One of Mackay's victims was Father Anthony Crean (1911-75), who was resident at Grade II Listed St Katherine's House, Shorne, when he was attacked with an axe on 21 March 1975, by the 22-year-old.
The two men knew one another, as Crean had befriended Mackay, then had his trust betrayed when the younger man burgled his house. When Crean was murdered, Mackay was quickly brought in for questioning, both for this killing, and others involving either stabbing or strangling. Mackay was sentenced to life imprisonment in November 1975.
- Tunbridge Wells (1987)
Two young women, Wendy Knell and Caroline Pierce, were murdered, five months apart, in Tunbridge Wells in 1987, in a case that became known as 'The Tunbridge Wells Bedsit Murders'.
It is believed a serial killer was responsible, as the two murders bore similarities, however, no-one was ever brought to justice. Wendy was murdered in her bedsit in Guildford Road, on 22 June, detectives concluding that the assailant had most likely let himself in through a rear window and lain in wait.
Caroline was attacked outside her bedsit, about a mile away, in Grosvenor Park Road, on 24 November, although her body was actually found 40 miles away on Romney Marsh three weeks later. Again, it appears the killer had been waiting for his victim.
Curiously, both women worked in shops in Camden Road and may have used the same café for lunch. Although this is now a 'cold case, the investigation remains open. If anyone has information, they can call Kent Police (01634 884043) or the confidential 'Crimestoppers' line (0800 555 111).
- Deal (1989)
An act of terror hit Kent on the morning of 22 September 1989, when the Provisional IRA targeted the Royal Marine Depot at Deal, setting off a timed explosion that ripped apart the RM School of Music building, killing 11 marines and wounding 21 others.
The Marines' School of Music had been established at Portsmouth in 1930 but had moved to Deal in 1950. The 15lb bomb caused a blast heard several kilometres distant.
Ten of the marines died at the scene, with one other, 21-year-old Christopher Nolan, losing his gallant fight for life on 18 October.
Three of the victims were buried in Deal's Hamilton Road Cemetery, the first military burials here in some 42 years, namely young Chris Nolan, Dean Pavey, aged 31, and Mark Petch, who'd been born in Thanet District, and died aged 26.
The bandstand at Walmer is dedicated to the 11 marines who died, with a plaque for each of the men.

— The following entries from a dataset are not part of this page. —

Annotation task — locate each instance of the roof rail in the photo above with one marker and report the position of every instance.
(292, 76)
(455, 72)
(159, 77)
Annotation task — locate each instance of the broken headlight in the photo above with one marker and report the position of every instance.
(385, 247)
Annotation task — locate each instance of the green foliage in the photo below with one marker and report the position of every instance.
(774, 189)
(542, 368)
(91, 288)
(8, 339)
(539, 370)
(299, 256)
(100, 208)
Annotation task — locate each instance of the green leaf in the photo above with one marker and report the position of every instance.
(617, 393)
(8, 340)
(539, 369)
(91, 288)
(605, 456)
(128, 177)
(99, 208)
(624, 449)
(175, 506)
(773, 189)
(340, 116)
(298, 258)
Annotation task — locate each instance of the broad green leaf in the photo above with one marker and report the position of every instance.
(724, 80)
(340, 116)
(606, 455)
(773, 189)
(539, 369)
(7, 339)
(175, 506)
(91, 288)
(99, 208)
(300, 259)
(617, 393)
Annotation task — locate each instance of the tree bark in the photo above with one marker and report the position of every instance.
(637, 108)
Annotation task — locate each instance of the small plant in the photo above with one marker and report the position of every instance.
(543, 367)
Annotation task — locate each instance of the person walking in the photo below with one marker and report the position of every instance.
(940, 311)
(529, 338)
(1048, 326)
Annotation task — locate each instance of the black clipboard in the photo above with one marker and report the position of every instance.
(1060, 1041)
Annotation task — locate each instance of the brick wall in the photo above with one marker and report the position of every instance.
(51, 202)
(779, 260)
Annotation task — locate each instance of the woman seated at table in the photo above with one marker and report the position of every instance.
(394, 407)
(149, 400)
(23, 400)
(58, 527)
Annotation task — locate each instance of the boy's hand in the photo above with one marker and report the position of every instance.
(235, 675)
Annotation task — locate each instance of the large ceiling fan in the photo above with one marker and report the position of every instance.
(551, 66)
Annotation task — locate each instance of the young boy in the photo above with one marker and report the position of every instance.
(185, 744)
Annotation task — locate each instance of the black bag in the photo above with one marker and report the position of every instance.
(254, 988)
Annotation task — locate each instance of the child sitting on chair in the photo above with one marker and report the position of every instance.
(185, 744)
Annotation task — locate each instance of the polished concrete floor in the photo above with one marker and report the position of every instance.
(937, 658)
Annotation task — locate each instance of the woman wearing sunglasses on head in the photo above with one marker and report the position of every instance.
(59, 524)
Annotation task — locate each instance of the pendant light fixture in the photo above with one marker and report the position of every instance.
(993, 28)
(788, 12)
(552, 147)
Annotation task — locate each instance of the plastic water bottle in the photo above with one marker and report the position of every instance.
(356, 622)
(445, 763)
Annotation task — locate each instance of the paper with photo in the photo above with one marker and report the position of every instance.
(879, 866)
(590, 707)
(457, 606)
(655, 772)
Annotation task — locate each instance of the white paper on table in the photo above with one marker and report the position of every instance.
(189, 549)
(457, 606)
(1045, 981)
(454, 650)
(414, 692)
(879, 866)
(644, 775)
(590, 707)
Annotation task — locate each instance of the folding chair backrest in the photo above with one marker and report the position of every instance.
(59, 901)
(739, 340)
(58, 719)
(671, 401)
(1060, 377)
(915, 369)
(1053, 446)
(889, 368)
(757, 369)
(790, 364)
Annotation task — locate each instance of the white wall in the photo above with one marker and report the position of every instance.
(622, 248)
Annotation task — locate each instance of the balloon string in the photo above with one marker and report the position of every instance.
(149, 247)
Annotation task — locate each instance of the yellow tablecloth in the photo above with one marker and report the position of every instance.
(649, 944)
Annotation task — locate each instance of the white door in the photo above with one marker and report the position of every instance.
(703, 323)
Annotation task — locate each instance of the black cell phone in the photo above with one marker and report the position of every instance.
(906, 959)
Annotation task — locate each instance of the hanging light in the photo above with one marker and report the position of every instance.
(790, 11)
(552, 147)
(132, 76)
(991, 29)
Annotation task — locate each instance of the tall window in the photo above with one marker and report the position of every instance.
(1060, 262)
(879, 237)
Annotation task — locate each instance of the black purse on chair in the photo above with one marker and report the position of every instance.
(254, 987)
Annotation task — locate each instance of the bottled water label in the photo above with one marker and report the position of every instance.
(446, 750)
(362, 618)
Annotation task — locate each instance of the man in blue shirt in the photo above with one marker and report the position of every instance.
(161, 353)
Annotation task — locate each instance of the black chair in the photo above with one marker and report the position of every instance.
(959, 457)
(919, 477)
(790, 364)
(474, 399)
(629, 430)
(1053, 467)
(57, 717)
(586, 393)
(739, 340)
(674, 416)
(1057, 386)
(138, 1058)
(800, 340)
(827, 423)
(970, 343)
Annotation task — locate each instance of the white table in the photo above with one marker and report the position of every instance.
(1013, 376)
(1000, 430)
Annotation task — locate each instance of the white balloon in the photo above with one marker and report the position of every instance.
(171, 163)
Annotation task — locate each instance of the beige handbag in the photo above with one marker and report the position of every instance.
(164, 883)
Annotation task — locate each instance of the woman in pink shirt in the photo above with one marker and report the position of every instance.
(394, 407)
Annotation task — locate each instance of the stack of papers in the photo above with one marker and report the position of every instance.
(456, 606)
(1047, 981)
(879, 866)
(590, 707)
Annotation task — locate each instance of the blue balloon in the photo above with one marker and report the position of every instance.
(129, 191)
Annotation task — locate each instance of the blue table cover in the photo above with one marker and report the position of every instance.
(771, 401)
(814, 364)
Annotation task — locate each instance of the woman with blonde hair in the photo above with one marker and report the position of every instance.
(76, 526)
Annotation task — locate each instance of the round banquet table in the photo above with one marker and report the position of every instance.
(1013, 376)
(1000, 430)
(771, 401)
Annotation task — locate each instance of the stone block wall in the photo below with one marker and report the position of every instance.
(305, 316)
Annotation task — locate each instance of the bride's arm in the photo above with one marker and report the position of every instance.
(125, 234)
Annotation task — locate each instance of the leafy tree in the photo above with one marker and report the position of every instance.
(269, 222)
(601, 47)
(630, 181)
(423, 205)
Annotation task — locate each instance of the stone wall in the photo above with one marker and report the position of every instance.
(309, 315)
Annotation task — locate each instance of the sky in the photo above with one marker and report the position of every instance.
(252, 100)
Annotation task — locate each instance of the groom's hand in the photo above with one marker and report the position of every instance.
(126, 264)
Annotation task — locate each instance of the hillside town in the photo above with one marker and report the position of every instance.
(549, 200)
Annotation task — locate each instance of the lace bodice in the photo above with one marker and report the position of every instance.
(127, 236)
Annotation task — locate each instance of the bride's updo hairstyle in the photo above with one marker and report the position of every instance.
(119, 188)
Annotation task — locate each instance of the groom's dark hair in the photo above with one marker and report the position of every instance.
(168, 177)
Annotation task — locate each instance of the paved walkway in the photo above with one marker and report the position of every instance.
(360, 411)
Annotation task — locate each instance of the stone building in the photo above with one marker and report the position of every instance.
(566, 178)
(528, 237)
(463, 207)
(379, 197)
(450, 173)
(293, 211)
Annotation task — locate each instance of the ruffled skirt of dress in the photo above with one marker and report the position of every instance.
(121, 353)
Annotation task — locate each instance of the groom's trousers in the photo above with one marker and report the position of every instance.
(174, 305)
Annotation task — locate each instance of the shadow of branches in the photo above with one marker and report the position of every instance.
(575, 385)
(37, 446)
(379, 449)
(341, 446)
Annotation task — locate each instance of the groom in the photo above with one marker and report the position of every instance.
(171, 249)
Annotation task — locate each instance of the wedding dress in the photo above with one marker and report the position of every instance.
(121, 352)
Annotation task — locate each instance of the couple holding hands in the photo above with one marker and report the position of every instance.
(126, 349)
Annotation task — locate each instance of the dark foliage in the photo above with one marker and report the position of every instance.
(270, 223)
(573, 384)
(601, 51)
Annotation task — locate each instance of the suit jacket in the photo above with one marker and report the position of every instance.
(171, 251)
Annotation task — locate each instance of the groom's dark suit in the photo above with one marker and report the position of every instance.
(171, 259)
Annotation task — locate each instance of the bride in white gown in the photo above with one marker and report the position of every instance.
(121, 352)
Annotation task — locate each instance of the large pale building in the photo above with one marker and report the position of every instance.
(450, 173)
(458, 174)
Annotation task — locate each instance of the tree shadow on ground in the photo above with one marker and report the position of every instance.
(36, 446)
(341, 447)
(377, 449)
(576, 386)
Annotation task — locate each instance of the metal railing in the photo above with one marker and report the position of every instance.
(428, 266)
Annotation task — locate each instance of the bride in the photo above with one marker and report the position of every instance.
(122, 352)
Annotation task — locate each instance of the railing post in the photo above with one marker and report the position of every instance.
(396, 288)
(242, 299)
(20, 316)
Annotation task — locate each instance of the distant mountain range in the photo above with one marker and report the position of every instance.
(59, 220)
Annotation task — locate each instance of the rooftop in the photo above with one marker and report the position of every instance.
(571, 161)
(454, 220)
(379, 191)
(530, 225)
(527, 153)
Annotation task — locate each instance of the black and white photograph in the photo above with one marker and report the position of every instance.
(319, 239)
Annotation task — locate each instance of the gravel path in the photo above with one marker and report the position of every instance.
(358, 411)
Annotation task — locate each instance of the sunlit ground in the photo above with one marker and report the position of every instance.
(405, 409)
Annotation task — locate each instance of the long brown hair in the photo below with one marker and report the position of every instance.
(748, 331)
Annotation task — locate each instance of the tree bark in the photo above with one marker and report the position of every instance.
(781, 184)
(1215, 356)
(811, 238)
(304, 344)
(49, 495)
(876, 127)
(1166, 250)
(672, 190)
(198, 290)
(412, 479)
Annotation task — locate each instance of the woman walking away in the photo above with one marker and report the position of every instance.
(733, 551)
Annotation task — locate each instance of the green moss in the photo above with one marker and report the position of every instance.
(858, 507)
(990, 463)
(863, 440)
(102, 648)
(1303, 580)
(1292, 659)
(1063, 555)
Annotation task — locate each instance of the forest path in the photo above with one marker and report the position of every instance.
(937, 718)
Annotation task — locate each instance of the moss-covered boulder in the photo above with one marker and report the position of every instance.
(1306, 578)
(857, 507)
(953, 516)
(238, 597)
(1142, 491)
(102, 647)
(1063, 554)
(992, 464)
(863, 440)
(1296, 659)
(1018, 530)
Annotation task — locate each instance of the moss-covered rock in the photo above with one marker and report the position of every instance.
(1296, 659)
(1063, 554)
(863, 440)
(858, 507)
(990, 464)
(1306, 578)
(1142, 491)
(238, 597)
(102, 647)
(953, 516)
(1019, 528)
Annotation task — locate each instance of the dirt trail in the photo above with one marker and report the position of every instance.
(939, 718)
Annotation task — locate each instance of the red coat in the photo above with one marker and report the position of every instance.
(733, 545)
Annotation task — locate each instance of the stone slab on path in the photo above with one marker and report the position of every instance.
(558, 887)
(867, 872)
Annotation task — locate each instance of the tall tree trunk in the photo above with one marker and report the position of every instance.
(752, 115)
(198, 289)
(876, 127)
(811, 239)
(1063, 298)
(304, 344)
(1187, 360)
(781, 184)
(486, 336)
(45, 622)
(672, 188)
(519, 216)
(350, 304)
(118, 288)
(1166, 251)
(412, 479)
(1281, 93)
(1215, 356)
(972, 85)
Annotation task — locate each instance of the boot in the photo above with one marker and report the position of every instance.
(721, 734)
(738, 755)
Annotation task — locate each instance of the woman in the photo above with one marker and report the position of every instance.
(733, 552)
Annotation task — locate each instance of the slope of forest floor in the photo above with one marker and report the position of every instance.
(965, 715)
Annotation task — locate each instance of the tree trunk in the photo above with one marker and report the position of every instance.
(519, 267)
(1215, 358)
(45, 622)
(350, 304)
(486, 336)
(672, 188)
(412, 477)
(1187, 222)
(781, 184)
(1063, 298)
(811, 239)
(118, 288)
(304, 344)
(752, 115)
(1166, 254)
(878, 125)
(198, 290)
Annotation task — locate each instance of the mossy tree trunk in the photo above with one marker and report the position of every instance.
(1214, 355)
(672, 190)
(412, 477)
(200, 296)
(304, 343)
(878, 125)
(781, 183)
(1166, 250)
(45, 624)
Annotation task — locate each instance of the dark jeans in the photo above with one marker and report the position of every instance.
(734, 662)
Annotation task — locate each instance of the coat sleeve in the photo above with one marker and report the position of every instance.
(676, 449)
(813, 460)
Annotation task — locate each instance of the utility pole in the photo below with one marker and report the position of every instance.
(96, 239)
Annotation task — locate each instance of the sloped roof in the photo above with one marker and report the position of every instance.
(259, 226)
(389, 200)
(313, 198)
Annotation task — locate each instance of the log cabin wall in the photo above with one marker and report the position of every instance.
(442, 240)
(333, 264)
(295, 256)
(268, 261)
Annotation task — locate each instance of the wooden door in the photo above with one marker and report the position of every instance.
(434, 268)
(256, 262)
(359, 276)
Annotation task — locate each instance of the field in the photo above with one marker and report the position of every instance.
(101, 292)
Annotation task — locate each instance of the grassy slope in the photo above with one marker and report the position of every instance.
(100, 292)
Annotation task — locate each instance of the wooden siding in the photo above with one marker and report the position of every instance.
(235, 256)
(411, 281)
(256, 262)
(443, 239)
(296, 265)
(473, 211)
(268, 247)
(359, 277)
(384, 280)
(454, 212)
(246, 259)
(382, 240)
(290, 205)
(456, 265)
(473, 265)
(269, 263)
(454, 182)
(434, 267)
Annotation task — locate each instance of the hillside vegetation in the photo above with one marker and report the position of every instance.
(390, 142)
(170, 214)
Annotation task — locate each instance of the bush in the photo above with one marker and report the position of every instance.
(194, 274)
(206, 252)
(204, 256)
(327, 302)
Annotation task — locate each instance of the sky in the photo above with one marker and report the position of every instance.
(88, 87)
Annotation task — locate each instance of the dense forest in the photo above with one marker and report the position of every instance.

The extreme anger at the callous nature of the attack, which singled out musicians, has not diminished 30 years on.
- Margate (1991)
Scottish-born handyman Peter Tobin (1946-) is another notorious serial killer, with up to 40 aliases, who is serving three life sentences in HMP Edinburgh for murders committed between 1991 and 2006.
Tobin was already serving life for a murder in Glasgow (2006), when police confirmed that remains found in the rear garden of a house in Irvine Drive, Margate (14 November 2007) were those of 15-year-old Vicky Hamilton, who'd disappeared, in Scotland, in February 1991.
Tobin is believed to have left Scotland a few weeks after Vicky's disappearance and headed for Margate and Irvine Drive. He was convicted of this murder in December 2008.
Two days after the discovery of Vicky Hamilton's remains, a second body was found at Irvine Drive, which turned out to be that of Dinah McNicol, an 18-year-old girl from Essex, who'd also disappeared in 1991 (August), while hitchhiking home from a music festival in Hampshire.
Tobin was also found guilty of this, third murder, in December 2009.